The Glendale News-Press scored the fight 29-28 for Darabedyan, but every round was razor thin.
Darabedyan (9-4) showcased his stellar overall game, particularly in the early going of the fight, but for the most part seemed to lack the killer instinct and aggression that has characterized much of his career.
Straus (13-3), a late replacement for Darabedyan's original opponent Markus Hicks, won his ninth straight bout by doing his share with takedowns, which was expected, and holding his own on the feet against Darabedyan, which was not expected.
The opening round was the most action-packed of the three with an array of offense featured by both.
Straus shot in early for a takedown, but Darabedyan sprawled well.

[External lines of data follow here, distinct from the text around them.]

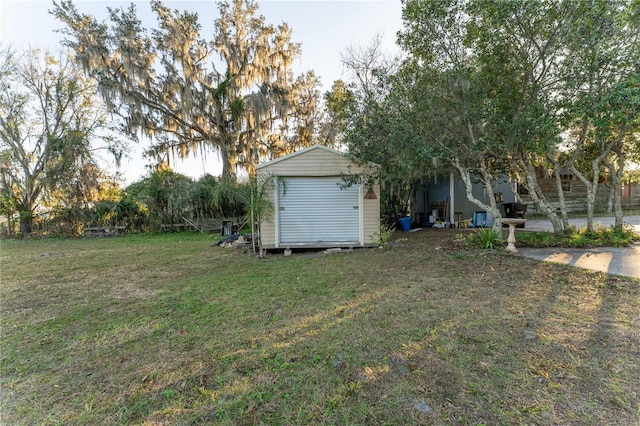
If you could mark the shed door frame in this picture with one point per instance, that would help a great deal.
(276, 203)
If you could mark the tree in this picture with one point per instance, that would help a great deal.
(513, 76)
(166, 84)
(602, 94)
(50, 126)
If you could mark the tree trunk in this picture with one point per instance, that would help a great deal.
(561, 201)
(615, 174)
(468, 184)
(537, 196)
(26, 222)
(591, 187)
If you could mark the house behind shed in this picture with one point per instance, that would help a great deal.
(312, 209)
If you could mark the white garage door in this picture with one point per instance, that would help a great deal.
(316, 210)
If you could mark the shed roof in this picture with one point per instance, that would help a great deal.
(303, 151)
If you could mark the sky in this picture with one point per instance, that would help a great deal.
(324, 28)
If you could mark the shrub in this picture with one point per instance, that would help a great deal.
(486, 238)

The two squared off standing, throwing punches and kicks to the head, body and legs.
They also clinched against the cage, reversing positions, throwing inside punches and knees to the thighs. Straus landed the first good punch with a right, but Darabedyan didn't let it affect him and worked the two against the cage.

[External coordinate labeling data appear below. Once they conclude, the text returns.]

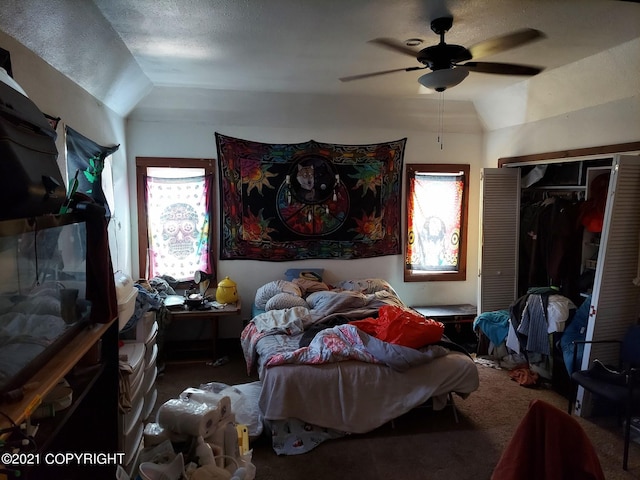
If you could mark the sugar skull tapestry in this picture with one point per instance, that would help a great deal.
(309, 200)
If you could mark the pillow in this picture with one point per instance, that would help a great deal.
(314, 274)
(273, 288)
(285, 300)
(366, 285)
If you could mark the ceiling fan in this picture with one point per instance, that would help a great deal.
(446, 60)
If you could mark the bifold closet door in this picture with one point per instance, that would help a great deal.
(500, 227)
(615, 298)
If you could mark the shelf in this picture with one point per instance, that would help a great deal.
(48, 377)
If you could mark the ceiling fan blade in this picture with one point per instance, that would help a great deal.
(505, 42)
(502, 68)
(394, 45)
(375, 74)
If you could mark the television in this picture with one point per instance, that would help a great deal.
(43, 293)
(31, 182)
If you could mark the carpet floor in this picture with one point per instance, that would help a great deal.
(423, 444)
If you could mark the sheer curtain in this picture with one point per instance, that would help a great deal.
(179, 223)
(435, 209)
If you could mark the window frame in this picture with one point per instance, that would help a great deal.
(142, 163)
(410, 275)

He would also work a trip for a takedown and then, during a clinch against the cage, he dropped down for the most telling sequence of the stanza, applying a leg lock and going for a submission. Straus worked free and spun out and into top position. Darabedyan would finish the round in side control, delivering knees to the body.
The second round slowed dramatically, but was still very nip and tuck.
Darabedyan easily avoided some early strikes and then stopped a takedown with a guillotine attempt that never appeared too tight, but he managed to land some clean shots while keeping Straus at bay with the hold. Straus would land a solid jab later on, but for the most part Darabedyan pushed the pace of the round.